Small wonder then that the family members and company executives turned nostalgic looking back and excited moving forward at F&C Jewelry’s golden anniversary celebration held last 19 October at the Makati Shangri-La hotel in Makati City. They also introduced a new celebrity brand ambassador: Sofia Andres.

Family legacy

“As I came in, I’m really in awe,” Marjorie told DAILY TRIBUNE before the program started. “This is 50 years of a vision that has been started by my mom and my late father… It’s all the years of sacrifice, hard work and humility — all encapsulated in this event.”

“At the heart of it all, we’re a working family,” she added. “So growing up, my memory would always be, like over dinner or over lunch, we’d talk about business. My dad and my mom, they would always instill in us the value of hard work, the value of being reliable, having integrity.”

Looking back a bit more, Marjorie shared memories with her late father. “When we started, maliit pa lang kaming magkakapatid (my siblings and I were still young), he would say, ‘You have to know all the steps when working in the business.’” Such as: “Step number one is you clean the showcase. Step number two is you sweep the floor.”

She pointed out, “That’s how we were in the business. Later on, when we were a little older, we were behind the kaha na (cash register). When I was around in grade school, I was behind the pawnshop section until such  time I was called behind the desk na. It was part of our system growing up. Without knowing na training na pala.”

Marjorie, a graduate of Gemological Institute of America just like her sister Marissa, explained how she and her siblings divide the work at the family empire. She said she’s in charge of merchandising and Marissa, of marketing, while their only brother Marcellino III handles finance and Mary Christine into legal affairs. Their mother Susan, on the other hand, remains on top of production. Thus, “everybody has their own space to grow in the company.”

Marjorie made it clear, too, that their parents taught them more than just running the business. “They instilled in us the love of what we do and the difference it makes in the lives of people. We’re not just selling a piece of metal, not just selling gold, not just selling precious stones, but we’re actually part of people’s lives.

“We’re part of their milestones. We’re part of major moments. We take care of that, and the legacy and heritage of a good name. Because in jewelry, you have to be somebody that people trust. You’re buying the real thing. For special moments, you wanna have the right and real thing. Our parents instilled in us really that value.”

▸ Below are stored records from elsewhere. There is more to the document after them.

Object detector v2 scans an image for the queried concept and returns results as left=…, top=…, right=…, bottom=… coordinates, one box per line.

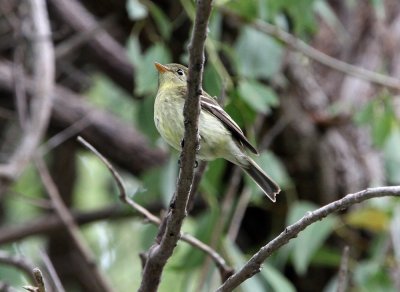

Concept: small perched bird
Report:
left=154, top=63, right=280, bottom=202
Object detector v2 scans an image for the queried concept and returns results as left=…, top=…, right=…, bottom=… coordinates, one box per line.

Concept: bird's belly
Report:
left=154, top=96, right=233, bottom=160
left=154, top=99, right=184, bottom=150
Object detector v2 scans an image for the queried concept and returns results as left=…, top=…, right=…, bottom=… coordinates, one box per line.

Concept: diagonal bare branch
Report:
left=217, top=186, right=400, bottom=292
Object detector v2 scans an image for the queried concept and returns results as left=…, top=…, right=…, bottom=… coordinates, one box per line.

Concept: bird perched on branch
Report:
left=154, top=63, right=280, bottom=202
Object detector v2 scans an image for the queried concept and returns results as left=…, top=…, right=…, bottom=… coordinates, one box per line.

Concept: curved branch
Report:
left=76, top=137, right=233, bottom=279
left=217, top=186, right=400, bottom=292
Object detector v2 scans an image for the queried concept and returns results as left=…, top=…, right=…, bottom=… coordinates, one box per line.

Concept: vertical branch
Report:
left=337, top=245, right=350, bottom=292
left=0, top=0, right=54, bottom=187
left=139, top=0, right=211, bottom=292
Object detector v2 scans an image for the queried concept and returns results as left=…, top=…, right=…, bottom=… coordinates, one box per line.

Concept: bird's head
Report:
left=154, top=62, right=188, bottom=87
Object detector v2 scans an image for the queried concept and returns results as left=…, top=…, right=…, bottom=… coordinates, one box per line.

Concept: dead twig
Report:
left=217, top=186, right=400, bottom=292
left=78, top=137, right=233, bottom=278
left=35, top=157, right=112, bottom=292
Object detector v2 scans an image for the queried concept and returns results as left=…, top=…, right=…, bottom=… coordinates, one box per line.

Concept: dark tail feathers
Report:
left=243, top=158, right=281, bottom=202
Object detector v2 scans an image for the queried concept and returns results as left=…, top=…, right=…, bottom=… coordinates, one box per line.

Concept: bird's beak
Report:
left=154, top=62, right=170, bottom=73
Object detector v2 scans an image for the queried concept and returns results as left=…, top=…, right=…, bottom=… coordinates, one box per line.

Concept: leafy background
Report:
left=0, top=0, right=400, bottom=292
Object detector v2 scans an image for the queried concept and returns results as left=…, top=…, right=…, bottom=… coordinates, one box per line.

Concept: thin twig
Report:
left=77, top=137, right=233, bottom=278
left=33, top=268, right=46, bottom=292
left=219, top=7, right=400, bottom=91
left=217, top=186, right=400, bottom=292
left=35, top=157, right=112, bottom=292
left=40, top=250, right=65, bottom=292
left=22, top=268, right=46, bottom=292
left=337, top=245, right=350, bottom=292
left=0, top=0, right=54, bottom=187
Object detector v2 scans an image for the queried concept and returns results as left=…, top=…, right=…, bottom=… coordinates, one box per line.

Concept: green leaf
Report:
left=136, top=43, right=171, bottom=95
left=239, top=80, right=279, bottom=113
left=148, top=1, right=172, bottom=39
left=235, top=27, right=283, bottom=79
left=383, top=127, right=400, bottom=185
left=287, top=201, right=336, bottom=275
left=261, top=263, right=296, bottom=292
left=222, top=0, right=258, bottom=20
left=126, top=0, right=147, bottom=20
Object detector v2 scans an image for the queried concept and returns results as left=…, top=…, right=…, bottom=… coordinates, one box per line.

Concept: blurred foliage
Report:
left=0, top=0, right=400, bottom=292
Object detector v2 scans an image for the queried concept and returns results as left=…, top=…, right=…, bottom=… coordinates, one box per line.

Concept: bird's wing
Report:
left=200, top=94, right=258, bottom=154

Her face lit up when asked about a piece of jewelry that she values the most. She said it’s a pair of solitaire diamond earrings she got as a grade school pupil from her late Lola Cristina, the original alahera in their clan. “So there’s that sentimental value. That’s how jewelry is also. That’s very special.”

She recalled, “When she gave it to me, I just said, ‘Okay, thank you.’ Now, realizing and looking back, I’m really blessed. Especially since my lola is a jeweler. It’s like passing on her legacy through that piece of diamond. Yes, something like [passing of the torch]. It’s very symbolic. I wear it on very special occasions. Sometimes I want to bring a piece of my lola.”

Jewelry as heirloom pieces is really special, she said with a smile. “It can be passed on from one generation to another generation. There are stories intertwined and shared with your heirs.”